Her work focuses on the interactions between racial groups, mass media, and the public sphere. She is the author of Dispatches from the Color Line and African Americans and the Media (Polity, 2009), and co-editor of The Obama Effect: Multidisciplinary Renderings of the 2008 Campaign (SUNY 2010).

Squires has published many articles on media and identity in journals such as Critical Studies in Media Communication and the Harvard International Journal of Press/Politics. She received her PhD from Northwestern University's School of Speech in 1999 and was an assistant professor at the University of Michigan, Ann Arbor, from 2000-2007.

Rosemary Stanfield-Johnson is associate professor of Religious History in the Department of History at the University of Minnesota-Duluth.

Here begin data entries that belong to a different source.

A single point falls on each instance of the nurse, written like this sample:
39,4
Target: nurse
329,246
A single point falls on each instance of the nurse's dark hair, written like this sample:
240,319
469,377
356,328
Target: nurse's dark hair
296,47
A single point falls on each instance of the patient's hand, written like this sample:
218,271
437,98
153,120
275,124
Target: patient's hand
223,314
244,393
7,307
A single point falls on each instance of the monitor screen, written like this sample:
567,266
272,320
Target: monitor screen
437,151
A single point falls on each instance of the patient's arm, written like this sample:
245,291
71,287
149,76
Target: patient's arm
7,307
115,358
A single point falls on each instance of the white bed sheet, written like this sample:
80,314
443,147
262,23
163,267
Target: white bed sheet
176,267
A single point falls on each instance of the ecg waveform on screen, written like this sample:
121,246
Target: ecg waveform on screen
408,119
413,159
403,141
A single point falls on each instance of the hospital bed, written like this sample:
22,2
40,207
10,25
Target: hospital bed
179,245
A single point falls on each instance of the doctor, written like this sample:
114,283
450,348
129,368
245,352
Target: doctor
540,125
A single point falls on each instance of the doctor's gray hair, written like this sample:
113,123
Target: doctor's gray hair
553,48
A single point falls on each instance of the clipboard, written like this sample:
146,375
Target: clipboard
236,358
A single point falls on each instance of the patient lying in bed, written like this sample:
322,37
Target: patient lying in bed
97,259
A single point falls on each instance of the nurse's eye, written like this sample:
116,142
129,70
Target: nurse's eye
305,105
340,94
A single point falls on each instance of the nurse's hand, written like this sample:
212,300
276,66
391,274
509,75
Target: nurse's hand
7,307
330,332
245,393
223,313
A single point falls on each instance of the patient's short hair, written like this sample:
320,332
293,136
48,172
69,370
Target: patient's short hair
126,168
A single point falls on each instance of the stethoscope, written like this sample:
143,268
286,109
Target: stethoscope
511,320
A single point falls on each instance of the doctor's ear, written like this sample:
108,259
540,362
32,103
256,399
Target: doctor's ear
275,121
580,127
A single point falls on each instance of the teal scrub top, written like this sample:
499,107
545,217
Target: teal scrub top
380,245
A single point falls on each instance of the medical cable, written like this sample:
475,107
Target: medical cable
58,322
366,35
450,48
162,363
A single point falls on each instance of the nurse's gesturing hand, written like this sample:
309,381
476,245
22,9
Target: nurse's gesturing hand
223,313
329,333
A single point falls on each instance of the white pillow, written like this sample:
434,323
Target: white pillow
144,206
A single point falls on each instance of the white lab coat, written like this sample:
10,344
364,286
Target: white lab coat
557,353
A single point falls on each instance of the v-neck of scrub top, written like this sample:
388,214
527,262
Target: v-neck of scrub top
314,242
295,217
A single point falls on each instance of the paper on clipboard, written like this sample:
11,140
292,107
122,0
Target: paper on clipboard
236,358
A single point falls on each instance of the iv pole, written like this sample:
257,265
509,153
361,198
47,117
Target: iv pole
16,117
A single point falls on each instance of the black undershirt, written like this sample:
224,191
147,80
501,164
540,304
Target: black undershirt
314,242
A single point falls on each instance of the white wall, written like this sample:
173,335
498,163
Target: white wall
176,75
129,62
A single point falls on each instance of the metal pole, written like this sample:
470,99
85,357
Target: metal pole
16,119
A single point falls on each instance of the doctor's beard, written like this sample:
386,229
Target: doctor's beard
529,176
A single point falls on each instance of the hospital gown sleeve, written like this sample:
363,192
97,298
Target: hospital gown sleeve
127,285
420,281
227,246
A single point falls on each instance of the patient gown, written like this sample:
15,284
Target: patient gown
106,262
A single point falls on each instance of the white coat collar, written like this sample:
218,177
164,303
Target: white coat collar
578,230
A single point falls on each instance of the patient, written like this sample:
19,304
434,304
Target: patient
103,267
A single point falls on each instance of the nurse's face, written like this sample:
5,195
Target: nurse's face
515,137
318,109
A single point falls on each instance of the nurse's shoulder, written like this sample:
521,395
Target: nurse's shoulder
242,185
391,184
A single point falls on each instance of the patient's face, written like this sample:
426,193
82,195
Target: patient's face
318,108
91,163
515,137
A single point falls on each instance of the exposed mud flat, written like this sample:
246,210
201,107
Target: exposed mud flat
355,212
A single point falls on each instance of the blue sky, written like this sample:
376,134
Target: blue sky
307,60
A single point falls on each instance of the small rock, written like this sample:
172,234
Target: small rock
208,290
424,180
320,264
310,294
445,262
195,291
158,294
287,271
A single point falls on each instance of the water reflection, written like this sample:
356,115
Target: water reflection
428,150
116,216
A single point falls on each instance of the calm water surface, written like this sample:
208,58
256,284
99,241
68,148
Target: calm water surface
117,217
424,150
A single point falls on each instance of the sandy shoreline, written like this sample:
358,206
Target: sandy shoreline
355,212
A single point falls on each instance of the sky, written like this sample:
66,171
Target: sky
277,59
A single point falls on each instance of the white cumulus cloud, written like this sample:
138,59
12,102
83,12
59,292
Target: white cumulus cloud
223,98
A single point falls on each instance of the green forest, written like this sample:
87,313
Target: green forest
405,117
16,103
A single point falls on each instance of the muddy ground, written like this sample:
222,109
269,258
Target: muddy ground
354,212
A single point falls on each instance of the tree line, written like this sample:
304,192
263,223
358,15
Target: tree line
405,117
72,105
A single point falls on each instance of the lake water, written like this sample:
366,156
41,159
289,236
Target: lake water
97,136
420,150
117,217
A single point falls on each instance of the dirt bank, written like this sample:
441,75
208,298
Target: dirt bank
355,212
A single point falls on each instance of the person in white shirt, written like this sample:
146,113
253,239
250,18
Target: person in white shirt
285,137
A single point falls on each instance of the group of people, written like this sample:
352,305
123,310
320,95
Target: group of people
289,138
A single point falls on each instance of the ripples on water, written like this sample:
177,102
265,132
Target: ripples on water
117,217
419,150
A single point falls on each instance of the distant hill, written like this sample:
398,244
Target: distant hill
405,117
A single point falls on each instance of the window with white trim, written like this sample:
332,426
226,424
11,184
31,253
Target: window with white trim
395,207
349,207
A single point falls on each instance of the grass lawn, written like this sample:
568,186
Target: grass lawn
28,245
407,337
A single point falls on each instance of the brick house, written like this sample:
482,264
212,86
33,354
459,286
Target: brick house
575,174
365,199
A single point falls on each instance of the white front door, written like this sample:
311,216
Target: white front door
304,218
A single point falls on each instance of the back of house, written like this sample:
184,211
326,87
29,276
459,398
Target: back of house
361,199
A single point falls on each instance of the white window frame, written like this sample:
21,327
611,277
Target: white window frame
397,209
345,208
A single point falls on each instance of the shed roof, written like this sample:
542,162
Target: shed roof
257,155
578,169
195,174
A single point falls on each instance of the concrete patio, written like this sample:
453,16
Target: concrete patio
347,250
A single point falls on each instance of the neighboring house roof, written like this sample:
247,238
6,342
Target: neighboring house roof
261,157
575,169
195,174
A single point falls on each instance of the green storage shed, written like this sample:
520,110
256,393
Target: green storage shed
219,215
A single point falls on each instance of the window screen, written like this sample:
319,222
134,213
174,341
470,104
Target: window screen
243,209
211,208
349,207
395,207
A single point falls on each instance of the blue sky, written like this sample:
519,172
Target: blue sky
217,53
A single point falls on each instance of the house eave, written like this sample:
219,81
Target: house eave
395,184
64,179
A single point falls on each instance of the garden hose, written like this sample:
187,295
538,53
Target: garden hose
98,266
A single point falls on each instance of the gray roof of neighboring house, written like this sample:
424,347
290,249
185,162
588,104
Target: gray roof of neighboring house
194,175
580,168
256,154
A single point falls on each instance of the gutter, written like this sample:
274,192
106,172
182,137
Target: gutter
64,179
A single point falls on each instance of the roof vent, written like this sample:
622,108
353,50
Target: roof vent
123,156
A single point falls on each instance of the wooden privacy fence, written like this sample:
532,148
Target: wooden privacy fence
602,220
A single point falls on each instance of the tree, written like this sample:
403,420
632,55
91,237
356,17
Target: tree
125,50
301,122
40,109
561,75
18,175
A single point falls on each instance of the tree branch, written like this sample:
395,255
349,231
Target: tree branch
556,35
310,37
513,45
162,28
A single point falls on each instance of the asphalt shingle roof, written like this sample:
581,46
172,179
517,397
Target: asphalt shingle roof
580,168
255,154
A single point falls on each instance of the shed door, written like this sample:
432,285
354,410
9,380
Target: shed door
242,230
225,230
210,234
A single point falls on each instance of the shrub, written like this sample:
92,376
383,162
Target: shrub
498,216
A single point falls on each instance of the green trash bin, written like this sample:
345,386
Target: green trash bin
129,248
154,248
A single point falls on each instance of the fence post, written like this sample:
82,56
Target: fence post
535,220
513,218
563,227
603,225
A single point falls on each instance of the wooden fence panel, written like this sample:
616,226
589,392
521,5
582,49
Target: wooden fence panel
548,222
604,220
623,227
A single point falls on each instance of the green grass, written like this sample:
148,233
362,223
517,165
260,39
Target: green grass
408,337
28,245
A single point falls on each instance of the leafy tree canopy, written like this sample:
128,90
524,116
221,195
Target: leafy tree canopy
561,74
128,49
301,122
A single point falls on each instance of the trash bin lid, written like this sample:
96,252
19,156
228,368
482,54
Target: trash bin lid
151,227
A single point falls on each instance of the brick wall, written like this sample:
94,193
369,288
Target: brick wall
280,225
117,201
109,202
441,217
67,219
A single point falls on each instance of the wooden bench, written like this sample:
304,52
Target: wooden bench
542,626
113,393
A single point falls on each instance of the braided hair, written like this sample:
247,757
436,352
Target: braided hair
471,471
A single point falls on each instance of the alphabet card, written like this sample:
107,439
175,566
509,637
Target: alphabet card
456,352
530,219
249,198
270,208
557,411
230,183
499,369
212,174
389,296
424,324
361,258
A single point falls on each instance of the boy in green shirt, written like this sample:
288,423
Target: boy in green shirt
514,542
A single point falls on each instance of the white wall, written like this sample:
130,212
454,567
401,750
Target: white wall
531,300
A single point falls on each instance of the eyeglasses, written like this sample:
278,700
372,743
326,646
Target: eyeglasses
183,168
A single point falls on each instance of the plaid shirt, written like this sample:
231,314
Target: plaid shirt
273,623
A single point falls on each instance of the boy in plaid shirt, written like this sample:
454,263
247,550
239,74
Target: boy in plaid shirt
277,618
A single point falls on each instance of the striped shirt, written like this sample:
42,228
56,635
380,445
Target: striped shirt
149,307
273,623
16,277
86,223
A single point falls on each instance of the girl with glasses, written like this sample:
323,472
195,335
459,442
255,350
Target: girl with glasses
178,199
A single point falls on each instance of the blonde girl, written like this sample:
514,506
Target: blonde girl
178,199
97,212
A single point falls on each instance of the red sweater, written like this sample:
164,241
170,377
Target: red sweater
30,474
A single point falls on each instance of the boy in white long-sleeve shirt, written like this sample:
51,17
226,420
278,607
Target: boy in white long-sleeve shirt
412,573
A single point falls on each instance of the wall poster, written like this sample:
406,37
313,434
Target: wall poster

Her research focus is late medieval and early modern Iranian history, Shi'i political and popular culture, and popular sectarian literature. Stanfield-Johnson's publications include "The Tabarra'iyan and the Early Safavids," Iranian Studies, 37(1), 2004; "Sunni Survival in Safavid Iran: Anti-Sunni Activities during the Reign of Tahmasp I," Iranian Studies, 27 (1-4), 1994; "Yuzbashi-yi Kurd Bacheh and 'Abd al Mu'min Khan the Uzbek: A Tale of Revenge in the Daston of Husayn Kurd," Muraqqa'e Sharqi, Soussie Kerman-Rastegar and Anna Vanzan, (eds), Dogana: AIEP Editore S.r.l., 2007; and "The Hyderabad Connection in the Dastan of Hoseyn Kord," Deccan Studies, 2 (2), 2004. She is currently working on a book on the theology, the politics, and the practice of public ritual in 16th-century Iran.

Shaden M. Tageldin is associate professor of cultural studies and comparative literature at the University of Minnesota.

A specialist in 19th and 20th-century literatures in English, Arabic, and French, her research and teaching engage empire and postcolonial studies, critical translation theory, and the politics and ideologies of language and literature.

Her book, Disarming Words: Empire and the Seductions of Translation in Egypt (University of California Press, 2011), analyzes the afterlives of two colonial occupations of Egypt - the French (1798) and the British (1882) - to show how Egyptian intellectuals, first as warily intrigued receivers of European "self-translations" into Arab-Islamicity and then as admiring producers of Arabic translations from European literature, psychologically attached themselves to empire even as they imagined themselves to be overcoming colonial domination.

Her most recent publications are "Secularizing Islam: Carlyle, al-Siba'i, and the Translations of 'Religious' in British Egypt," PMLA 126.1 (January 2011), and "One Comparative Literature? 'Birth' of a Discipline in French-Arabic Translation, 1810-1834," Comparative Literature Studies 47.4 (2010). Other recent publications include "The African Novel in Arabic," in The Cambridge Companion to the African Novel, ed. F. Abiola Irele (Cambridge University Press, 2009), and "Which Qalam for Algeria? Colonialism, Liberature, and Language in Djebar's L'amour, la fantasia and Mustaghanimi's Dhakirat al-jasad," Comparative Literature Studies 46.3 (2009).

Among other grants, she has held a postdoctoral fellowship from the Berlin-based program "Europe in the Middle East - The Middle East in Europe" (co-sponsored by the Fritz Thyssen Foundation, the Wissenschaftskolleg zu Berlin, and the Berlin-Bradenburg Academy of Sciences) and a Summer Stipend from the National Endowment for the Humanities. Tageldin earned her Ph.D. in comparative literature from the University of California, Berkeley, in 2004.

Brett Wilson is assistant professor of Religious Studies at Macalester College in Saint Paul, Minnesota.

He completed is doctoral work in Islamic Studies at Duke University, and his research focuses on the history of Islamic thought and textual transformation in the Ottoman Empire and Turkey. Currently he is working on a book manuscript titled The Qur'an After Babel about translations of the Qur'an andn controversies surrounding them in the age of nationalism.

Other research interests include the history of printing Islamic texts, representations of Sufism in literature, and transformations in modern Muslim thought concerning sacred language and communal identity.